No, I’m not going to tell you that you should go out there and place a bunch of ads up on Facebook and MySpace. I’m asking you to read between the lines. People are flocking to the social networks. According to Comscore’s report back in June 2008, over 581 million online users are on social networks, which is 67% of the total internet users worldwide and the usage has only grown since then.
Now ask why people want to sign up for the likes of Facebook, MySpace, Bibo, Hi5. According to a survey done by JPMorgan in November 2008 shows that almost 80% of users of online social networking wanted to keep in touch with friends and 50.5% were interested in re-connecting with old friends. But the most popular social networking site, Facebook, shows that it’s not just the act of connecting one profile to another that attracts and engages users, it’s the ability to share.
Douglas Rushkoff discussed in his 2009 KidScreen Summit talk Power of Screen Agers that young consumers are looking are looking for “relationships instead of stuff” and that we should “help young people create value through media.” Kids create social status by taking an existing brand or media, modifying it like creating machinima, fan art or game levels and then uploading it in hopes that other people will download, comment on, or even link to their work.

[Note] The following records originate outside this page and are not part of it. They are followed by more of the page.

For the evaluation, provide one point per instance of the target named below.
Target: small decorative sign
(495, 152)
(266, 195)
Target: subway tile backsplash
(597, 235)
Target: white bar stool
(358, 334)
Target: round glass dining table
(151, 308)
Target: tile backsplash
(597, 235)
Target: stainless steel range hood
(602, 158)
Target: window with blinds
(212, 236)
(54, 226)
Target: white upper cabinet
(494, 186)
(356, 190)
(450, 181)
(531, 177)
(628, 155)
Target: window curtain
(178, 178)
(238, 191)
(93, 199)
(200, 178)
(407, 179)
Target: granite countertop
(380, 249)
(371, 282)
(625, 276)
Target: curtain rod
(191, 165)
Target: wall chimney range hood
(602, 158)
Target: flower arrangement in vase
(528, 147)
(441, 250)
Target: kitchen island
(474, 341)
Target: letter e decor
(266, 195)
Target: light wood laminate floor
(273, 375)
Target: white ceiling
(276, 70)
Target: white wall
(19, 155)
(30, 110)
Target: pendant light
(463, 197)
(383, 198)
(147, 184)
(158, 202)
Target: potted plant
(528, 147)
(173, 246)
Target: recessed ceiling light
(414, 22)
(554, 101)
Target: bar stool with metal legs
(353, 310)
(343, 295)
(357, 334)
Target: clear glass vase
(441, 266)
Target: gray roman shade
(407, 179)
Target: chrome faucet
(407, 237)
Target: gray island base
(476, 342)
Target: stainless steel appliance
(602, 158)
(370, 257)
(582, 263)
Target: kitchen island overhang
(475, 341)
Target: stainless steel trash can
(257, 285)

I’d like to argue that all consumers young and old are looking to build relationships with brands and media. Users of Facebook take applications and use them to express themselves and then share that with existing friends or to connect with new friends. Similar to their younger counterparts (since Facebook is officially for ages 13 and over), Facebook users are creating social status through posting photos, linking to articles that are important to them, and challenging each other through games.
This means that corporations need to step back and concentrate on quality properties instead of quantity of properties. They need to cultivate relationships with their consumers by allowing users to take their brands and media and create new expressions of that media. In addition, they must create places or applications that allow for consumers to take and create those new media expressions then share and connect with others.

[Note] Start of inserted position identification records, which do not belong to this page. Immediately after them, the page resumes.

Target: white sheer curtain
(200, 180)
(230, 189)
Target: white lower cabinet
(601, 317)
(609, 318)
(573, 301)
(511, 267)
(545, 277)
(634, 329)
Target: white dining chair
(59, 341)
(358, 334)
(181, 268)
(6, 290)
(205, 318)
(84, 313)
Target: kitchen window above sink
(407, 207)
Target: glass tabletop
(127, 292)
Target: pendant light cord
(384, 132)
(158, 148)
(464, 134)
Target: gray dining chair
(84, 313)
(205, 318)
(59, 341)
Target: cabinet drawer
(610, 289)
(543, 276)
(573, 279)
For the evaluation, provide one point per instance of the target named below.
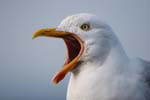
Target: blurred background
(27, 66)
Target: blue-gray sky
(27, 66)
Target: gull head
(87, 39)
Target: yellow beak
(69, 65)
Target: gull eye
(85, 27)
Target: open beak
(75, 47)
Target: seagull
(100, 68)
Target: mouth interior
(73, 48)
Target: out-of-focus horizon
(26, 66)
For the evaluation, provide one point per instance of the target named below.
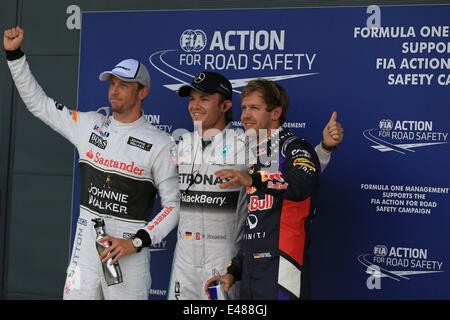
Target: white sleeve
(165, 174)
(55, 115)
(324, 157)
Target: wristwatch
(328, 148)
(137, 243)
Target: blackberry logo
(193, 40)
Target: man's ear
(227, 105)
(143, 92)
(276, 113)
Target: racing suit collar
(125, 126)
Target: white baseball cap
(129, 70)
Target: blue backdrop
(381, 229)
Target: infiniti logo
(254, 223)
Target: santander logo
(112, 163)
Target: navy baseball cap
(208, 82)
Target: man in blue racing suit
(281, 192)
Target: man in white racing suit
(124, 162)
(212, 219)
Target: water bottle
(216, 288)
(112, 273)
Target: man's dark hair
(273, 94)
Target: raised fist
(13, 38)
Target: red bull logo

All corporations need to embrace the focus of relationships verses transactions within this integration of online and offline worlds. As I’ve been saying in my blog since the beginning, traditional means of advertising no longer work. It is time to make and view marketing and media in a completely new way.
There’s good news in all of this: chatter and traffic in the online world is measurable in near real-time using tools like Spiral16’s Spark. Corporations can take the data and switch up their marketing efforts almost immediately to respond to what’s being said in the social networking universe.

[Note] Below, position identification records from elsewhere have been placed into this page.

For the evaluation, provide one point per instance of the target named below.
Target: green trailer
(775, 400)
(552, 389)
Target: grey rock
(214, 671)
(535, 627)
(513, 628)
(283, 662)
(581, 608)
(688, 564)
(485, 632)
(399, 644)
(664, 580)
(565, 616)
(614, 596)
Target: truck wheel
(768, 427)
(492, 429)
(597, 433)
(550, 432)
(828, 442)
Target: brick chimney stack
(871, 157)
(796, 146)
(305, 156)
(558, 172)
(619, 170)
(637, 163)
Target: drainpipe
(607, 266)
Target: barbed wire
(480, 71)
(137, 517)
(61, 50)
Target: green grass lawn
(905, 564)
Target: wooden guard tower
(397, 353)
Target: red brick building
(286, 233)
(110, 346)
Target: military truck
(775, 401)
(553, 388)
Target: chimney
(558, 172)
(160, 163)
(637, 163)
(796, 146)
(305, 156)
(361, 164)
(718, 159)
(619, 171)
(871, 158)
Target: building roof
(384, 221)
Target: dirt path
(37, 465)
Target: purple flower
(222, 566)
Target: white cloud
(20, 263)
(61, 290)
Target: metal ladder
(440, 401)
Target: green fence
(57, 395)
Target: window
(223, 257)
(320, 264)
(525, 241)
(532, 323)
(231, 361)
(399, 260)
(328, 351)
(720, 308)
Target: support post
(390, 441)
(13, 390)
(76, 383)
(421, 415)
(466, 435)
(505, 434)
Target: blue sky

Even better news for marketers is that the offline spheres of influences are converging. According to a recent study Global Family Dynamics: An Inside Look at Life in the Livingroom done by Nickelodeon Consumer Insights, the generational gap is closing. This means that grandparents, parents and children are more frequently sharing content and influencing each other on brands and media.
Think I’m crazy? Think first about some of the longest lasting media brands out there and who their fans are: the Simpson’s were just signed up for their 22nd season. Hello Kitty’s been an international icon for over 35 years, and families have been sharing their Disney experiences with one another for over 50 years. Then consider the newest consumer hits and why they’re so popular: the Wii because the content is attractive to all sorts of people and everyone from kids to grown-ups have iPods.
With great quality brands combined with marketing strategies that allow for and help facilitate creation and shared value through content and media, corporations can create products (and properties) that have the potential to grow exponentially through multitudes of generations and nations.